Kalman decomposition

Mathematical Theory

In control theory, a Kalman decomposition provides a mathematical means to convert a representation of any linear time-invariant (LTI) control system to a form in which the system can be decomposed into a standard form which makes clear the observable and controllable components of the system. This decomposition results in the system being presented with a more illuminating structure, making it easier to draw conclusions on the system's reachable and observable subspaces.

Definition

Consider the continuous-time LTI control system

{\dot {x}}(t)=Ax(t)+Bu(t)

\,y(t)=Cx(t)+Du(t)

or the discrete-time LTI control system

\,x(k+1)=Ax(k)+Bu(k)

\,y(k)=Cx(k)+Du(k)

The Kalman decomposition is defined as the realization of this system obtained by transforming the original matrices as follows:

\,{\hat {A}}=TA{T}^{-1}

\,{\hat {B}}=TB

\,{\hat {C}}=C{T}^{-1}

\,{\hat {D}}=D

where $\,T^{-1}$ is the coordinate transformation matrix defined as

\,T^{-1}={\begin{bmatrix}T_{r{\overline {o}}}&T_{ro}&T_{\overline {ro}}&T_{{\overline {r}}o}\end{bmatrix}}

and whose submatrices are

$\,T_{r{\overline {o}}}$ : a matrix whose columns span the subspace of states which are both reachable and unobservable.
$\,T_{ro}$ : chosen so that the columns of $\,{\begin{bmatrix}T_{r{\overline {o}}}&T_{ro}\end{bmatrix}}$ are a basis for the reachable subspace.
$\,T_{\overline {ro}}$ : chosen so that the columns of $\,{\begin{bmatrix}T_{r{\overline {o}}}&T_{\overline {ro}}\end{bmatrix}}$ are a basis for the unobservable subspace.
$\,T_{{\overline {r}}o}$ : chosen so that $\,{\begin{bmatrix}T_{r{\overline {o}}}&T_{ro}&T_{\overline {ro}}&T_{{\overline {r}}o}\end{bmatrix}}$ is invertible.

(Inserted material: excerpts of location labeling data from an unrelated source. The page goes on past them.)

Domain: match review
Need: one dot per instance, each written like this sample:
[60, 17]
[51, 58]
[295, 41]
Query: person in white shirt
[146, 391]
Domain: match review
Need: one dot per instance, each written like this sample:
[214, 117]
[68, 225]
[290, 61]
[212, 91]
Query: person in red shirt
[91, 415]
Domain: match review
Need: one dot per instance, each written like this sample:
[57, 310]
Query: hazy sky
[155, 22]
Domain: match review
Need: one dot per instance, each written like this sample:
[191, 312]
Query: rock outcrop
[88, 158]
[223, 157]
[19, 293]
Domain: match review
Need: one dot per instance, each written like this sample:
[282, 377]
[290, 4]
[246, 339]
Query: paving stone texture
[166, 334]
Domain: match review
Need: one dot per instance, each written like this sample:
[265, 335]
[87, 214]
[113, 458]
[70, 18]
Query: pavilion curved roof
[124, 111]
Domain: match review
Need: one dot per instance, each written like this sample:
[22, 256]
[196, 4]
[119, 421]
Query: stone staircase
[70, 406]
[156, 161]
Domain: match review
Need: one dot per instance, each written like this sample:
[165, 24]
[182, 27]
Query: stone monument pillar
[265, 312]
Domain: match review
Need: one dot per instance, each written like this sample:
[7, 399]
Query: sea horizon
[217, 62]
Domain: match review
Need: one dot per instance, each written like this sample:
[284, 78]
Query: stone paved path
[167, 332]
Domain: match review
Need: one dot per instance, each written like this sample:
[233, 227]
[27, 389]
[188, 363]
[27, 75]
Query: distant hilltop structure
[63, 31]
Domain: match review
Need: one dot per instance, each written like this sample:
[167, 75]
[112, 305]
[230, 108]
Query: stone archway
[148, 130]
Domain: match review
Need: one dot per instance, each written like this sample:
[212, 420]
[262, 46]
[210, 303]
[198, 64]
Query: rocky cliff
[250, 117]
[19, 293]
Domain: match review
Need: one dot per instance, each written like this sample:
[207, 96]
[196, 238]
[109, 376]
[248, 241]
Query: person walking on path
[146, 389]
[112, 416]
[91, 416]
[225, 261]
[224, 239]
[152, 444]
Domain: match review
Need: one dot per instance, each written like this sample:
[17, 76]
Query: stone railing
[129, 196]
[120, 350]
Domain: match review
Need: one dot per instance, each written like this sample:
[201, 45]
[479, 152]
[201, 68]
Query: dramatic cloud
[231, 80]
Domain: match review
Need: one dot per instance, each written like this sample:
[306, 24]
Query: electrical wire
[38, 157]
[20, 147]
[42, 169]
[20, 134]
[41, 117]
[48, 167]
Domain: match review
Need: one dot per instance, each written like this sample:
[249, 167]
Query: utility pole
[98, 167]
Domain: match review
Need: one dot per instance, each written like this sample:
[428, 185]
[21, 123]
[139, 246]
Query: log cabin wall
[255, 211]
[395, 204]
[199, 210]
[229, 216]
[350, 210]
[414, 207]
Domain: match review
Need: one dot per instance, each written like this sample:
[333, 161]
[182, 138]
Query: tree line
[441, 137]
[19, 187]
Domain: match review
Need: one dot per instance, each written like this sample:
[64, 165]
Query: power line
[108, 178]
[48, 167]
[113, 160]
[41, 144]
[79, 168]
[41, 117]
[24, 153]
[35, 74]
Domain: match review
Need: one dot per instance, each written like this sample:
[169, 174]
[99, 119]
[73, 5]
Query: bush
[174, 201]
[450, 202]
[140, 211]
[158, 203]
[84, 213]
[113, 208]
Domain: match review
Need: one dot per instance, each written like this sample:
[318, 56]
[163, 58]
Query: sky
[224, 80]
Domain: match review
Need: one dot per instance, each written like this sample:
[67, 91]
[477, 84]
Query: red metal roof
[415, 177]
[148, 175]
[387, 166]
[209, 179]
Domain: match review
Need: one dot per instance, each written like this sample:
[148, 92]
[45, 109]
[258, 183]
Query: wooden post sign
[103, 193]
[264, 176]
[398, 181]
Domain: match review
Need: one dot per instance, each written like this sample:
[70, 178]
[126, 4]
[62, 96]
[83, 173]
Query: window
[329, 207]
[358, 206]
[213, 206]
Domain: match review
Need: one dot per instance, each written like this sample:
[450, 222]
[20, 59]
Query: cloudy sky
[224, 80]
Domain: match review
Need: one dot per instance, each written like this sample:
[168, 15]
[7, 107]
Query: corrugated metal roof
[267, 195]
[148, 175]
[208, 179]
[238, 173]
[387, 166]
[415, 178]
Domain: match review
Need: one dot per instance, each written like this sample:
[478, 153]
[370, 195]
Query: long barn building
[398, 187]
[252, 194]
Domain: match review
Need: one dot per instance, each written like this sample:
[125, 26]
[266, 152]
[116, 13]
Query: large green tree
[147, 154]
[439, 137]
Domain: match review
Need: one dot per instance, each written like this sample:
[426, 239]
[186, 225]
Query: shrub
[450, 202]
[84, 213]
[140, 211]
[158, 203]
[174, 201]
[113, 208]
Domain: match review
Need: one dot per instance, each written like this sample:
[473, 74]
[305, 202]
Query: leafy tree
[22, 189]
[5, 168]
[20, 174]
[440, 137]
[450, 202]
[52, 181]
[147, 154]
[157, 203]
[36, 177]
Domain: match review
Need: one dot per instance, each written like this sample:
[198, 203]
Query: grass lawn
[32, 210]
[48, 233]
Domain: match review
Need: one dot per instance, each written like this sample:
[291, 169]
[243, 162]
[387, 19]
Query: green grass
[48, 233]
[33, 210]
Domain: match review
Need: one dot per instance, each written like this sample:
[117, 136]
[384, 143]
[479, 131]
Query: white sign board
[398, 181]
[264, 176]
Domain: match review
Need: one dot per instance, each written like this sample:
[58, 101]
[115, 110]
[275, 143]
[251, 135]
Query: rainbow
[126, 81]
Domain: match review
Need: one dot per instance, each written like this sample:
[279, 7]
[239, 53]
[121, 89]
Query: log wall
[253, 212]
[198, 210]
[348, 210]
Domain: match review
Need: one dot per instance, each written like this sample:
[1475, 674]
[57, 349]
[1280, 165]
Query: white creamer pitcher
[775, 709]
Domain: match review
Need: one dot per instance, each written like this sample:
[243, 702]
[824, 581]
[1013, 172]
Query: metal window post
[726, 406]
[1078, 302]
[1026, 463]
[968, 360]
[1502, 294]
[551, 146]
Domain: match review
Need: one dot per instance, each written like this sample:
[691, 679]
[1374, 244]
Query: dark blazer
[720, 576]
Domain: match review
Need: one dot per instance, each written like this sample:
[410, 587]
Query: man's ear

It can be observed that some of these matrices may have dimension zero. For example, if the system is both observable and controllable, then $\,T^{-1}=T_{ro}$ , making the other matrices zero dimension.

Consequences

By using results from controllability and observability, it can be shown that the transformed system $\,({\hat {A}},{\hat {B}},{\hat {C}},{\hat {D}})$ has matrices in the following form:

\,{\hat {A}}={\begin{bmatrix}A_{r{\overline {o}}}&A_{12}&A_{13}&A_{14}\\0&A_{ro}&0&A_{24}\\0&0&A_{\overline {ro}}&A_{34}\\0&0&0&A_{{\overline {r}}o}\end{bmatrix}}

\,{\hat {B}}={\begin{bmatrix}B_{r{\overline {o}}}\\B_{ro}\\0\\0\end{bmatrix}}

\,{\hat {C}}={\begin{bmatrix}0&C_{ro}&0&C_{{\overline {r}}o}\end{bmatrix}}

\,{\hat {D}}=D

This leads to the conclusion that

The subsystem $\,(A_{ro},B_{ro},C_{ro},D)$ is both reachable and observable.
The subsystem $\,\left({\begin{bmatrix}A_{r{\overline {o}}}&A_{12}\\0&A_{ro}\end{bmatrix}},{\begin{bmatrix}B_{r{\overline {o}}}\\B_{ro}\end{bmatrix}},{\begin{bmatrix}0&C_{ro}\end{bmatrix}},D\right)$ is reachable.
The subsystem $\,\left({\begin{bmatrix}A_{ro}&A_{24}\\0&A_{{\overline {r}}o}\end{bmatrix}},{\begin{bmatrix}B_{ro}\\0\end{bmatrix}},{\begin{bmatrix}C_{ro}&C_{{\overline {r}}o}\end{bmatrix}},D\right)$ is observable.

Variants

A Kalman decomposition also exists for linear dynamical quantum systems. Unlike classical dynamical systems, the coordinate transformation used in this variant requires to be in a specific class of transformations due to the physical laws of quantum mechanics.^[1]

References

^ Zhang, Guofeng; Grivopoulos, Symeon; Petersen, Ian R.; Gough, John E. (February 2018). "The Kalman Decomposition for Linear Quantum Systems". IEEE Transactions on Automatic Control. 63 (2): 331–346. doi:10.1109/TAC.2017.2713343. hdl:10397/77565. ISSN 1558-2523. S2CID 10544143.